People who eat chocolate regularly are likely to be thinner, new research suggests.
These findings come from a study of nearly 1,000 Americans that observed diet, calorie intake and body mass index (BMI) – a measure of obesity.
The study revealed that those who ate chocolate several times a week were, on average, slimmer than those who ate it occasionally.
Although chocolate is packed with calories, it also contains ingredients that may stimulate weight loss rather than fat synthesis, scientists believe.
Despite boosting calorie intake, regular chocolate consumption was related to lower BMI in the study, which is published in Archives of Internal Medicine.
Even when other factors, like how much exercise individuals did, were taken into account, the link between chocolate and BMI remained.
And it appears it is how often you eat chocolate that is important, rather than how much of it you eat. Surprisingly, the study found no link with quantity consumed.
However, researchers claim there is no way their findings could be explained by chance alone.
But the findings only suggest a link – not evidence that one factor leads to the other.
According to lead author, Dr Beatrice Golomb, from the University of California at San Diego: “Our findings appear to add to a body of information suggesting that the composition of calories, not just the number of them, matters for determining their ultimate impact on weight.”
Yet, this is not the first time scientists are suggesting that chocolate may actually be health beneficial.
Other studies have claimed chocolate may be good for the heart.
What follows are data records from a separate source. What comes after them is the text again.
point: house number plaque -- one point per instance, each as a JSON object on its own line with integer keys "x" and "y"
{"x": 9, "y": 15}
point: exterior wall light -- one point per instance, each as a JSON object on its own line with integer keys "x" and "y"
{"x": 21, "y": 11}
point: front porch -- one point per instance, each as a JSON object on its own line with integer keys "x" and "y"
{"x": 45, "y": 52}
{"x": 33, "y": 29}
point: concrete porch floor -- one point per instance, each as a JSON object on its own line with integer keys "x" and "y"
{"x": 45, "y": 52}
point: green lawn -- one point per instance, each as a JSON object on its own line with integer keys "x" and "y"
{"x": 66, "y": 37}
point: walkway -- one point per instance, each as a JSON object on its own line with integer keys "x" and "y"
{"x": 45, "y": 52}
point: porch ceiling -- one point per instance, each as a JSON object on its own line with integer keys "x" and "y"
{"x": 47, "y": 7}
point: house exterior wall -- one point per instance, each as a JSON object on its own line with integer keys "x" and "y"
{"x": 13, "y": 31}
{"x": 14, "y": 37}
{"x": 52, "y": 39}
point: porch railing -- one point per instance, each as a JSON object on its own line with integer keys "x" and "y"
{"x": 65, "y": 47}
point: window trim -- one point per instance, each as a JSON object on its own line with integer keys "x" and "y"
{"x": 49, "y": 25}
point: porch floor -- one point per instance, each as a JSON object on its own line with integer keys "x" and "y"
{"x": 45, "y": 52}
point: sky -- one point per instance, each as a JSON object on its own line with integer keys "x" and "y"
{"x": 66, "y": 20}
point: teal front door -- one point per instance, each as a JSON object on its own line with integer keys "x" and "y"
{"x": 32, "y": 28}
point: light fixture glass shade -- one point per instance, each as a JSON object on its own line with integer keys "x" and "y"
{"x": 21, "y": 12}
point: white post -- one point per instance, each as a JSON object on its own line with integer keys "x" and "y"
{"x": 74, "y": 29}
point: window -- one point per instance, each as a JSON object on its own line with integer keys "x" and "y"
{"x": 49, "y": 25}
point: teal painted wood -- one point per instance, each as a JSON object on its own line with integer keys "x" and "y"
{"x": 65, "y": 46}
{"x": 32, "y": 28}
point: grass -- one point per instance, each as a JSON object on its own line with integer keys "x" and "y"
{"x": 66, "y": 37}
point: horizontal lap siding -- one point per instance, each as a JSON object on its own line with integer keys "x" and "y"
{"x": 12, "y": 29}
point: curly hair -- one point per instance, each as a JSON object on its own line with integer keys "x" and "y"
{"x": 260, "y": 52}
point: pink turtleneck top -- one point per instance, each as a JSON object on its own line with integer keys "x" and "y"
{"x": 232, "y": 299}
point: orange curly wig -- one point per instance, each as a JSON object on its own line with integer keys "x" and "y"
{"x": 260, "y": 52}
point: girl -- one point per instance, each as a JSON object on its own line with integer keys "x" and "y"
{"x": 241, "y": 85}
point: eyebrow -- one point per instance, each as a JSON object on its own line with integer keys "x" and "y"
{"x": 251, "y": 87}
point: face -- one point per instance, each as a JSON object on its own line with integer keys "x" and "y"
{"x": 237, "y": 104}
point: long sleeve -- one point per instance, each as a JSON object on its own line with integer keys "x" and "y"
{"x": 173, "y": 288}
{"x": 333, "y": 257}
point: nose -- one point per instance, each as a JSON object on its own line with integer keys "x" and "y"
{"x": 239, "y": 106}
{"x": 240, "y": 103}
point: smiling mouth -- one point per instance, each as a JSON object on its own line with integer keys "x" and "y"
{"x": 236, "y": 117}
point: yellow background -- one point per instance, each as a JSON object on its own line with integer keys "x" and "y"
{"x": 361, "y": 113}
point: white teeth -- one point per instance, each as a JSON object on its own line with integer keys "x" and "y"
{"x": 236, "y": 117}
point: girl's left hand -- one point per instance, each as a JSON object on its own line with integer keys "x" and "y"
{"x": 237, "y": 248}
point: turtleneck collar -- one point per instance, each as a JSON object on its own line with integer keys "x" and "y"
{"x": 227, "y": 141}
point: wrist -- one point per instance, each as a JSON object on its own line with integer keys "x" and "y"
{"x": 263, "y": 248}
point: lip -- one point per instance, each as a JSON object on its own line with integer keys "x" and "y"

Consumption of certain types of chocolate has been linked to some favorable changes in blood pressure, insulin sensitivity and cholesterol level.
And chocolate, especially dark chocolate, contains antioxidants which can help to eradicate harmful free radicals – unstable chemicals that are harmful to our cells.
Dr Golomb and her team believe that antioxidant compounds, called catechins, can improve lean muscle mass and reduce weight – at least studies in rodents suggested this might be so.
Mice fed for 15 days with epicatechin (present in dark chocolate) had improved exercise performance and observable changes to their muscle composition.
They say clinical trials are now needed in humans to prove if this is the case.
But before you reach for a chocolate bar, there are still lots of unanswered questions. And in the absence of conclusive evidence, experts advise caution.
While there’s no harm in allowing yourself a treat like chocolate now and again, eating too much might be harmful because it often contains a lot of sugar and fat too.
And if you are looking to change your diet, you are likely to benefit most from eating more fresh fruits and vegetables.